A diversity of scales/tools were used for the appraisal of these mental health outcomes. For depression, anxiety and stress, the most used screening tool was the Depression, Anxiety and Stress Scale 21-items (DASS-21). This tool was used in 6/12 studies of our review [26,28,31,32,34,35]. All these studies used the followings as respective positive screening cut-off scores for depression, anxiety and stress: ≥ 10, ≥ 08 and ≥ 15. These thresholds respectively corresponding to mild cases of depression, anxiety and stress. Regarding depression, two studies [29,30] used the Patient Health Questionnaire 9-items (PHQ-9) with a positive screening cut-off score of ≥ 05 (mild cases) for one study and ≥ 15 (moderately severe to severe depression) for the other, and one used the PHQ-8 (positive depression screening if ≥ 10) [27]. Concerning anxiety, two studies [29,30] used the Generalized Anxiety Disorder 7-item (GAD-7) scale with one study’s threshold at 15 (severe anxiety) and the other’s one at 05 (mild anxiety), and one used the Beck Anxiety Inventory (BAI) [24]. For the BAI, a score of 0-21 was classified as low anxiety, 22-35 as moderate anxiety, and 36 or above as potentially concerning level of anxiety.

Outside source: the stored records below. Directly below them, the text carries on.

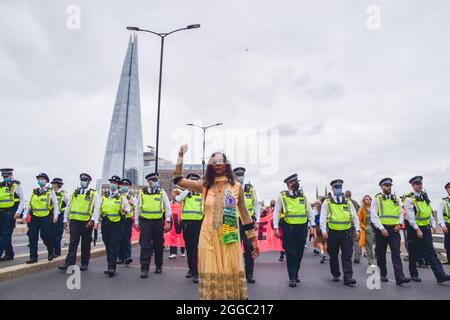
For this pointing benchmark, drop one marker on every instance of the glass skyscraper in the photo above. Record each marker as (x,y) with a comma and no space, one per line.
(124,154)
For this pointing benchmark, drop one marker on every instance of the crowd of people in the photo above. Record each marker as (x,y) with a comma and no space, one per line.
(220,218)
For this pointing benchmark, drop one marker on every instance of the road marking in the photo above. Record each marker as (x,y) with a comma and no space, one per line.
(45,252)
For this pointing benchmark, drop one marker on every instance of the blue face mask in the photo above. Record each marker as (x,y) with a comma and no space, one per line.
(154,184)
(42,183)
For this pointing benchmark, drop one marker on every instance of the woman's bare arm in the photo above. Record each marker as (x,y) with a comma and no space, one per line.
(195,186)
(192,185)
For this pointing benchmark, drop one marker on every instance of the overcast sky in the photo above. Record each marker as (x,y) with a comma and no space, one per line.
(349,102)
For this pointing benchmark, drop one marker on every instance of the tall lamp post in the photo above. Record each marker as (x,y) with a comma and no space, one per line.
(162,35)
(204,136)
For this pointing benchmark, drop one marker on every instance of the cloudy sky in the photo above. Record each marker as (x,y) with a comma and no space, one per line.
(349,101)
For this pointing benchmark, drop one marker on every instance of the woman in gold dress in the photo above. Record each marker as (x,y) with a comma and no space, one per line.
(220,262)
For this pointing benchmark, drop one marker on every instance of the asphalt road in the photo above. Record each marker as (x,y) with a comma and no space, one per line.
(22,251)
(271,283)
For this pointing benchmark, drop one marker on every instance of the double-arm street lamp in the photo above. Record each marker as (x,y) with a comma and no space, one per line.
(204,136)
(162,35)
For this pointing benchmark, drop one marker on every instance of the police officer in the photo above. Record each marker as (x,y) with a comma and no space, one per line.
(127,225)
(114,205)
(444,220)
(43,203)
(58,227)
(251,202)
(83,213)
(387,217)
(191,220)
(420,226)
(12,203)
(294,204)
(152,217)
(336,218)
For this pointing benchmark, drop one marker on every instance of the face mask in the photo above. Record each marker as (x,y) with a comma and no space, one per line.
(42,183)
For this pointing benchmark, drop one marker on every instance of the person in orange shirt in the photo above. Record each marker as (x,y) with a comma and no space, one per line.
(367,235)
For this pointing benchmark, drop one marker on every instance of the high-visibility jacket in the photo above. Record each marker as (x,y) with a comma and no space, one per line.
(111,208)
(250,198)
(40,204)
(340,215)
(129,215)
(388,210)
(295,208)
(82,205)
(422,209)
(192,207)
(447,209)
(8,195)
(151,205)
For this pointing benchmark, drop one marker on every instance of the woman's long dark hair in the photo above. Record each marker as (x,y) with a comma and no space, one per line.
(210,175)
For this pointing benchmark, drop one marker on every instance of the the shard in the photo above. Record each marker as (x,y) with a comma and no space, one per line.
(124,154)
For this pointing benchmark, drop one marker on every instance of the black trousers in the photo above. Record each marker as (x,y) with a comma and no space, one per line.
(7,225)
(381,242)
(248,249)
(191,235)
(341,240)
(151,239)
(294,240)
(78,230)
(423,248)
(447,243)
(125,239)
(42,225)
(111,232)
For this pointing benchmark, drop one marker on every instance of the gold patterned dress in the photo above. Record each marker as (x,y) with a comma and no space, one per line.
(221,266)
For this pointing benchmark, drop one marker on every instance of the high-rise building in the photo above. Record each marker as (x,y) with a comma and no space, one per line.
(124,154)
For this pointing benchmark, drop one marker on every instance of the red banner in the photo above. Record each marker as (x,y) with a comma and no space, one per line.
(174,238)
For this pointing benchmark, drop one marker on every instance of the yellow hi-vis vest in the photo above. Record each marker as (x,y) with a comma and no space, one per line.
(82,205)
(111,208)
(295,209)
(250,200)
(388,210)
(8,196)
(340,215)
(446,209)
(423,211)
(192,207)
(129,215)
(151,205)
(40,204)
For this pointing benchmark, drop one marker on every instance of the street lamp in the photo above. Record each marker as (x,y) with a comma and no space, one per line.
(162,35)
(204,136)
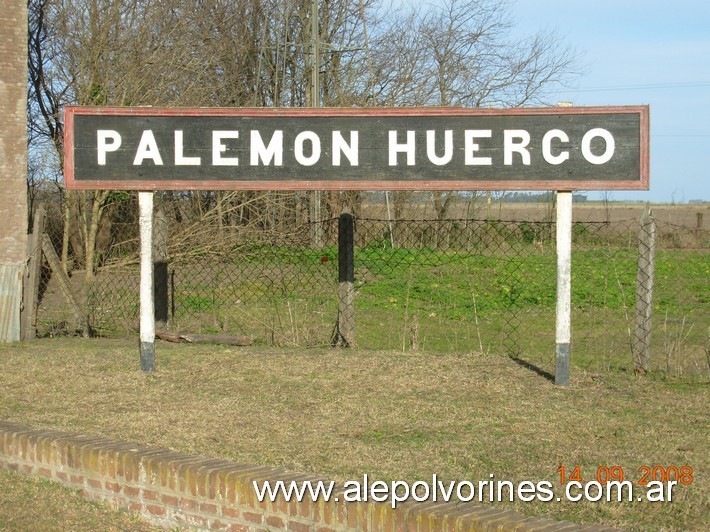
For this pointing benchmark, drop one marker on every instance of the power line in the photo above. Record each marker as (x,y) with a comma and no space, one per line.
(678,85)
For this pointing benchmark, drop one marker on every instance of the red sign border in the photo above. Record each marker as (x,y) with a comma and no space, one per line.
(338,185)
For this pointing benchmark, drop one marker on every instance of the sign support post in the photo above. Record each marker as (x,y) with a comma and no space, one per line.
(147,310)
(564,285)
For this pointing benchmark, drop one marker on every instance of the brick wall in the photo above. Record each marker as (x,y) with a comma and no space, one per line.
(13,130)
(172,489)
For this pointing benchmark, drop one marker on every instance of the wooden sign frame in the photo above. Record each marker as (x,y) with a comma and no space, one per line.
(487,155)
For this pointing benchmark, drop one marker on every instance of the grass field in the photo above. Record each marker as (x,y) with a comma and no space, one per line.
(392,415)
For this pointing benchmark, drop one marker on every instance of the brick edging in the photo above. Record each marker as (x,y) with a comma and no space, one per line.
(172,489)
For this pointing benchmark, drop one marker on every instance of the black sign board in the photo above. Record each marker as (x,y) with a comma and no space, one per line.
(586,148)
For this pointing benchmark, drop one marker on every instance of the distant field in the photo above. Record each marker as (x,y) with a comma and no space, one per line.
(392,415)
(683,215)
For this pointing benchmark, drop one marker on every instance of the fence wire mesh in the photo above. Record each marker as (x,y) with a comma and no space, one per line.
(455,285)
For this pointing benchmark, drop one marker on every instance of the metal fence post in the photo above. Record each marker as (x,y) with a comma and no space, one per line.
(344,334)
(644,292)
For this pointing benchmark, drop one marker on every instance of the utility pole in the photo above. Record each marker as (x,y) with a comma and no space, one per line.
(316,228)
(13,165)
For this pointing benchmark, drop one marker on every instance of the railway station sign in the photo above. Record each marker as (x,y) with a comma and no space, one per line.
(560,148)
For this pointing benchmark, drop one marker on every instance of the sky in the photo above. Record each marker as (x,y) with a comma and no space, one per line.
(641,52)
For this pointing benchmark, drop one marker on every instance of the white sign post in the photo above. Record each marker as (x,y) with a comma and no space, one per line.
(147,312)
(564,286)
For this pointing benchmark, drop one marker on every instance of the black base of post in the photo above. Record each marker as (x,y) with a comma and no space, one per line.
(147,356)
(160,292)
(562,365)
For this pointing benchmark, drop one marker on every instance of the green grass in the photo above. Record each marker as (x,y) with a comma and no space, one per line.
(484,298)
(392,415)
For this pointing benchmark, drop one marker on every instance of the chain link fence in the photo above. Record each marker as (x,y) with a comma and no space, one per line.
(432,285)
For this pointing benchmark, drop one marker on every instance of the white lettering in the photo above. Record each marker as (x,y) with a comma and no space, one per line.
(218,148)
(341,147)
(510,146)
(147,149)
(274,152)
(448,147)
(547,146)
(301,138)
(180,159)
(470,147)
(587,146)
(103,147)
(407,147)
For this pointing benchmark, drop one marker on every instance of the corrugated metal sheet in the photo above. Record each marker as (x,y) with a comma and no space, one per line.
(10,301)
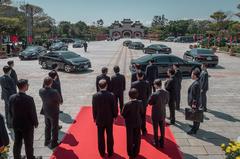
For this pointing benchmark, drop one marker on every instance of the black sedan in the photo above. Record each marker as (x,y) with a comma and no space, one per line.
(58,46)
(163,62)
(201,55)
(127,42)
(157,49)
(32,52)
(78,44)
(66,60)
(136,45)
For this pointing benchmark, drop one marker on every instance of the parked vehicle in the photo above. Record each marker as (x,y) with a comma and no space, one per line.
(136,45)
(32,52)
(184,39)
(66,60)
(201,55)
(78,44)
(163,62)
(169,39)
(157,49)
(127,42)
(58,46)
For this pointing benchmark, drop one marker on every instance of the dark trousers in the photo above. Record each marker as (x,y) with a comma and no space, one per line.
(119,98)
(143,116)
(161,125)
(7,114)
(51,129)
(178,98)
(133,141)
(203,98)
(196,126)
(172,111)
(101,140)
(27,137)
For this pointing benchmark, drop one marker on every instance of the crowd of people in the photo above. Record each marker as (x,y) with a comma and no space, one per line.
(146,90)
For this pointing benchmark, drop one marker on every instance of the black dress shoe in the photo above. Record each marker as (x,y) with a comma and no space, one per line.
(191,132)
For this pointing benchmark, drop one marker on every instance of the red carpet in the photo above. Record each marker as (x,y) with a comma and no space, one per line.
(81,141)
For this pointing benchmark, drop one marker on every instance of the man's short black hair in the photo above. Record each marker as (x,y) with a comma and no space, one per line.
(52,74)
(196,72)
(6,69)
(55,65)
(138,66)
(104,70)
(22,83)
(116,69)
(158,82)
(47,81)
(133,93)
(102,83)
(140,74)
(177,65)
(10,62)
(171,71)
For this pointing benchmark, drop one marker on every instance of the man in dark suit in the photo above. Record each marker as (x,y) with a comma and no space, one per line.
(24,115)
(151,74)
(51,101)
(134,74)
(158,100)
(170,86)
(204,86)
(13,74)
(104,111)
(132,112)
(118,86)
(194,98)
(143,88)
(103,76)
(4,139)
(56,85)
(8,89)
(178,78)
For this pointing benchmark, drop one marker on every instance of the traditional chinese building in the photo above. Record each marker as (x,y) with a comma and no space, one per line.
(126,29)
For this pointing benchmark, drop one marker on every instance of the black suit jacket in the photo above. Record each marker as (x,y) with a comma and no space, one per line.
(194,94)
(23,111)
(170,86)
(8,87)
(158,100)
(144,90)
(204,80)
(132,112)
(118,84)
(107,78)
(151,73)
(13,75)
(51,100)
(104,108)
(178,78)
(4,139)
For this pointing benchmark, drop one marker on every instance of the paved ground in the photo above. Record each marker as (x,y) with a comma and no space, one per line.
(221,124)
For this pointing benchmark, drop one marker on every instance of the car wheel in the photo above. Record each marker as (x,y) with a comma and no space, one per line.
(44,65)
(67,68)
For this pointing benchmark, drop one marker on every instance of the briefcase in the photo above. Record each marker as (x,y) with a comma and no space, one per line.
(194,114)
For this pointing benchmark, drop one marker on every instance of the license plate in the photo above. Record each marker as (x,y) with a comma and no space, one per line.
(209,58)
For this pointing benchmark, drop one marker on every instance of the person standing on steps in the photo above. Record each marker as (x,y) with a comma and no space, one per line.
(105,110)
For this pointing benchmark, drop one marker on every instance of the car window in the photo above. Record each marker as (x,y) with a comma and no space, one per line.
(162,59)
(176,60)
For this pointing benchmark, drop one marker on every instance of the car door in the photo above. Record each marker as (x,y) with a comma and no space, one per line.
(183,66)
(188,55)
(163,63)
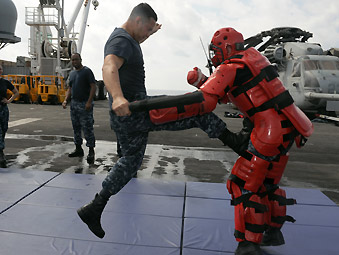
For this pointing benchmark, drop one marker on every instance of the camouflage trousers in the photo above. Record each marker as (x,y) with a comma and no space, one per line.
(4,117)
(132,134)
(82,120)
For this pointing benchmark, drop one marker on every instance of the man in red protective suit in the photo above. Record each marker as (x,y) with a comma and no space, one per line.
(250,82)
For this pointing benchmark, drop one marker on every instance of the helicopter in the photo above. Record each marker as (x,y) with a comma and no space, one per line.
(309,73)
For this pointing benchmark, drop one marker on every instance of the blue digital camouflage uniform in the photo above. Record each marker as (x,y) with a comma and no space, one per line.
(132,133)
(4,113)
(82,120)
(4,117)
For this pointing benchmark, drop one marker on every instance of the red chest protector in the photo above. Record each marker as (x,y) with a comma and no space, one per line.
(265,91)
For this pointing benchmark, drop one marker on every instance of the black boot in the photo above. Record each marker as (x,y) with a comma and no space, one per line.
(91,215)
(273,237)
(90,156)
(78,152)
(248,248)
(3,162)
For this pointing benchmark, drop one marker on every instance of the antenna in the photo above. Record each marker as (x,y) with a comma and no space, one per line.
(209,62)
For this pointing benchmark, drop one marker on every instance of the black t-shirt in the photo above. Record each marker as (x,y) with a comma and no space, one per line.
(4,85)
(79,81)
(132,72)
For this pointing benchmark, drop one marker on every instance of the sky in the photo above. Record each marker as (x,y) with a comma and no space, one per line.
(175,49)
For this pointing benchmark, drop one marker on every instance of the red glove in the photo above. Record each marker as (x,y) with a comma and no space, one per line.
(196,78)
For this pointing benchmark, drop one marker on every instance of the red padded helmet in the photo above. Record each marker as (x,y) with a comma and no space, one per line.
(223,38)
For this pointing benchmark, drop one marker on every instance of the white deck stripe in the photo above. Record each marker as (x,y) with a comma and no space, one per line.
(22,122)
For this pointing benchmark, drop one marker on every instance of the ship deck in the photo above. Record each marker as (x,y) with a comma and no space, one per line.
(38,216)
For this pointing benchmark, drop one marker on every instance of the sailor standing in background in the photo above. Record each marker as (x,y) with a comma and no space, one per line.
(4,113)
(82,90)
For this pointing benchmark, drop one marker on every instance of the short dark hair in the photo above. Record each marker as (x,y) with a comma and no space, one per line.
(144,10)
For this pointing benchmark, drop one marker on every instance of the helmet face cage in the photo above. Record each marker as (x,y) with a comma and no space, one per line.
(216,55)
(221,40)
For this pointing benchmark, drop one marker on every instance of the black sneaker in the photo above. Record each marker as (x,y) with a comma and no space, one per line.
(90,156)
(78,152)
(3,162)
(248,248)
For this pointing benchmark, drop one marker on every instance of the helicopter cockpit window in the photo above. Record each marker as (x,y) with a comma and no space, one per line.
(321,65)
(296,70)
(329,65)
(310,65)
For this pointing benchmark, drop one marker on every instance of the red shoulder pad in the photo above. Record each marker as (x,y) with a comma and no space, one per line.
(220,82)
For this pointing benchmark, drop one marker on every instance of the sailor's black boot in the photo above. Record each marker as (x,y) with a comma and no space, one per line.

To evaluate stress, two studies [25,33] used the Perceived Stress Scale (PSS)-10 (Scores ≥ 25 = high or pathological perceived stress), and the study that assessed non-specific psychological distress used the Kessler distress scale (K-6) [30].
Overall, eight studies reported a frequency for all depression degrees (at least mild). This one varied from 21.3% [26] to 78% [29]. Severe depression prevalence (from six studies) ranged from 9.7% [29,31] to 31.5% [34]. Eight studies reported a prevalence of all anxiety levels (at least mild) ranging from 27.1% [26] to 64.5% [29], with a frequency of severe anxiety (7/12 studies concerned) going from 9.4% [24] to 29.9% [34]. From six of our 12 included studies, the prevalence of mild to severe stress varied between 22.2% [32] and 47.8% [31], with severe cases (4/12 studies synthetized) frequencies varying between 12.8% [35] and 17.5% [34]. The two studies that used the Perceived Stress Scale (PSS)-10 respectively reported frequencies of pathological perceived stress at 35.9% [25] and 49% [33]. Others negative mental health outcomes assessed by some of the selected studies included suicidal ideations [29] and non-specific psychological distress [30], respectively found at 22.7% and 69%. The summarized findings encompassing frequencies of mental health issues as well as risk/associated factors assessed and reported by included studies, are available in table 3. The most reported factors associated with depression/ anxiety/ stress were poor social support, low economic status and female gender.